The complaint against Deutsche Bank stands out because the government has filed relatively few cases against big banks related to the financial crisis. Its actions have mainly been civil complaints, as was the one against Deutsche Bank. The government has found it difficult to prove intent to defraud, a requirement for a criminal case, and investigators got off to a slow start in building possible cases during the crisis because regulators were primarily focused on stabilizing the system. The Justice Department has generally had more success prosecuting small mortgage brokers and borrowers for mortgage fraud than it has had in pursuing major financial institutions.

The Deutsche suit does not name any individual bank employees. And it is not centered on the subprime loans that kicked off the housing collapse.

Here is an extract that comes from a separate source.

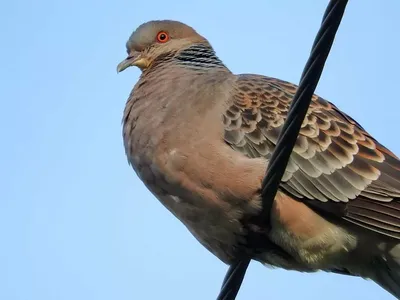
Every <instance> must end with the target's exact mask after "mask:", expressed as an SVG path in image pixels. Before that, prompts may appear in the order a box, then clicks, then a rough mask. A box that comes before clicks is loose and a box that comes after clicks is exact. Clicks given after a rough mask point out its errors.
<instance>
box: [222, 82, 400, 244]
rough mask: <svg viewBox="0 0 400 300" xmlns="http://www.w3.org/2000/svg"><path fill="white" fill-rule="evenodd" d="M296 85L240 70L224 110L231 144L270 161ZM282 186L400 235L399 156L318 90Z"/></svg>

Deutsche was, however, a large player in the subprime market, and mortgage bonds created by the bank sit in many investors’ portfolios. Its mortgage bundling behavior was outlined in a recent report issued by the Senate’s Permanent Subcommittee on Investigations. The Deutsche loans that were backed by the F.H.A. jumped out during the portfoliowide review of mortgages, said Ms. Kanovsky. “The real harm to us was clear,” she said.

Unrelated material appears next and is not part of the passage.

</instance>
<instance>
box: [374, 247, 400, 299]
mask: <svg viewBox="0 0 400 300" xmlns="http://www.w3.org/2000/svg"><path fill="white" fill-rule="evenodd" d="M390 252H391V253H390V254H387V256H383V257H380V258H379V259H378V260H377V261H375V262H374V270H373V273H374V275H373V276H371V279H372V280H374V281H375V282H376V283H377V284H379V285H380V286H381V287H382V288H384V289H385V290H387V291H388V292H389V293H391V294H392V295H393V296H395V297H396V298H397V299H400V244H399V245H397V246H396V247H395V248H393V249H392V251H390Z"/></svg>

MortgageIT had been warned by the F.H.A. for years, Ms. Kanovsky said, long before Deutsche bought it. Workers there frequently told the government that they were taking care of the problems, “all of which turned out to be not true.”

The problems at MortgageIT are rooted in the same sort of behavior that plagued the overall lending market — bankers did not take enough care to ensure the quality of their mortgages because they could resell the loans to private investors. Deutsche, the complaint said, had “powerful financial incentives to invest resources into generating as many F.H.A.-insured mortgages as quickly as possible for resale to investors.”

MortgageIT was qualified by H.U.D. to issue mortgages guaranteed by the F.H.A. MortgageIT and Deutsche filed annual certifications that the loans they issued complied with H.U.D. rules. The complaint says the bank had a fiduciary duty to make correct representations to the government. Yet, the complaint says, Deutsche “repeatedly lied to H.U.D. to obtain and maintain MortgageIT’s direct endorsement lender status.” In particular, the complaint said Deutsche did not monitor how often home owners defaulted on their mortgages immediately after receiving the loans.

Trouble was apparent at MortgageIT as early as 2003, according to the complaint. When a HUD audit revealed that the company had not met quality control levels, the company assured the government that it had altered its practices to comply. But it had not, the complaint says. There were several other instances where the company made similar false statements about its quality control unit, which was chronically understaffed, the complaint says.

MortgageIT, based in New York even before the Deutsche acquisition, once had over 2,000 employees, mortgage loan offices across the country and licenses to issue loans in all 50 states.